Como reza el salmo, la tierra está llena del amor de Dios, y quien ama no puede tener miedo, sino que se sumerge en un océano de confianza infinita. Ser cristiano supone gustar y ver qué bueno es Dios. La religión no puede tener otra misión que facilitar al ser humano una vida en abundancia, plena; una felicidad que no es solo prometida para un mañana, sino que es iniciada aquí y ahora. De lo contrario, la religión pierde su sentido y se convierte en fuente diabólica de opresión y tiranía. Dios está con nosotros todos los días hasta el final de los tiempos, como dice el Hijo antes de dejarnos con su Espíritu. La creación está impregnada de la presencia de Dios.
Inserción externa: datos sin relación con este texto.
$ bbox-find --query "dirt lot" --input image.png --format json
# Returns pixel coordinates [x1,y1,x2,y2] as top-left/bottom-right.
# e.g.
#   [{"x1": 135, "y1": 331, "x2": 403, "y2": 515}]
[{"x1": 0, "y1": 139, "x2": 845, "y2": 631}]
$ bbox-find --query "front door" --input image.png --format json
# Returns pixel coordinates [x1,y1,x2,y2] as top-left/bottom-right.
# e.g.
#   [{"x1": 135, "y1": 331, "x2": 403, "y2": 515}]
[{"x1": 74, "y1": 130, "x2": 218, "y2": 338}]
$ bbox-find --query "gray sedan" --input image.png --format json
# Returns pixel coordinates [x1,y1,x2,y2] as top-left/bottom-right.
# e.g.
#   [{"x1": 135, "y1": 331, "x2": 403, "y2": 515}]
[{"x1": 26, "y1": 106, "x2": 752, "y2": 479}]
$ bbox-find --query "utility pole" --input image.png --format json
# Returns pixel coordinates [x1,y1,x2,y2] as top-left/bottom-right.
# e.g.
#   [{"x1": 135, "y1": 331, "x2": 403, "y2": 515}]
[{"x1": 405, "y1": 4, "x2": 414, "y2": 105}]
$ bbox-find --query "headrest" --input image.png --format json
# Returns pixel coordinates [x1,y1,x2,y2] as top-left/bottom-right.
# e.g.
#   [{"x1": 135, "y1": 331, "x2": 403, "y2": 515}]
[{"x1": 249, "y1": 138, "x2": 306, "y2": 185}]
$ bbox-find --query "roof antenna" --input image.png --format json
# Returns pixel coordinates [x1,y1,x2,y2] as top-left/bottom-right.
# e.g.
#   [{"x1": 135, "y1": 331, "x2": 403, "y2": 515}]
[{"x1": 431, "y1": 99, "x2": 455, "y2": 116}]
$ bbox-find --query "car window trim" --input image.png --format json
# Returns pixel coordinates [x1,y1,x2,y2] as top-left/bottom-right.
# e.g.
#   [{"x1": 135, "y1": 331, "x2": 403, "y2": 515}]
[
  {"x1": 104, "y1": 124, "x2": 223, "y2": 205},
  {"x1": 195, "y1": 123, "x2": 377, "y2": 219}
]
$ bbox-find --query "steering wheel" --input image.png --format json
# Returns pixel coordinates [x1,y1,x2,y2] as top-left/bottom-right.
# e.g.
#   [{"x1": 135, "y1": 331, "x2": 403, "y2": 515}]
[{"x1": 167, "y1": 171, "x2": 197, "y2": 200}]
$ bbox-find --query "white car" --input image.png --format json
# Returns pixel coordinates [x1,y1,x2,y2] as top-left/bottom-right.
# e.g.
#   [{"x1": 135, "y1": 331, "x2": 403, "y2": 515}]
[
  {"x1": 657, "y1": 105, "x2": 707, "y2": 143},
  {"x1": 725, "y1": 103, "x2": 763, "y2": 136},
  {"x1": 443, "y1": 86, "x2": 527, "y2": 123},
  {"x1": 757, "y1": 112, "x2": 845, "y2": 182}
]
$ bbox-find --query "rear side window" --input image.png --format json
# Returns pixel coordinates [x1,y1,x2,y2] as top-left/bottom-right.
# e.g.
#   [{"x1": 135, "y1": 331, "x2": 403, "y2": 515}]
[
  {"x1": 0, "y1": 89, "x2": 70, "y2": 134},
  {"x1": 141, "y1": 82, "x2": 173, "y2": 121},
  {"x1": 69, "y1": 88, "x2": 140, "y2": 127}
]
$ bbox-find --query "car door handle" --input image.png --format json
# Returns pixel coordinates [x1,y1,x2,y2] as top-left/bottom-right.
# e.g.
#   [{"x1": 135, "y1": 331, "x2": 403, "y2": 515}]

Nada se mueve o respira sin el dinamismo que el Espíritu procura: ni una flor florece, ni una brizna de hierba alza el vuelo a lomos del viento, ni una nube cambia de forma sin que el Espíritu anide en todo ello, dando vida y dibujando ante nuestros ojos un maravilloso panorama de eternidad; un panorama que solo las secuelas de la libertad herida y del pecado se empeñan en desdibujar.

Como san Pablo dice, hemos recibido el Espíritu para la libertad, no para la esclavitud. Ni la misma Iglesia puede suprimir esta libertad sin desdecir al mismo Dios que la inspira. El Espíritu santo da testimonio de ello: el ser humano es criatura convertida en hija de Dios y por tanto coheredera de una gracia de vida. En resumen: estamos invitados a integrarnos en esta dinámica trinitaria, no para ser la cuarta parte; no como invitados ni como asociados, sino como miembros más de la familia, divinizados y eternizados por aquél que nos creó del barro, derramó su sangre por nosotros y nos alimentó co su propio cuerpo insuflándonos cada día alientos de vida.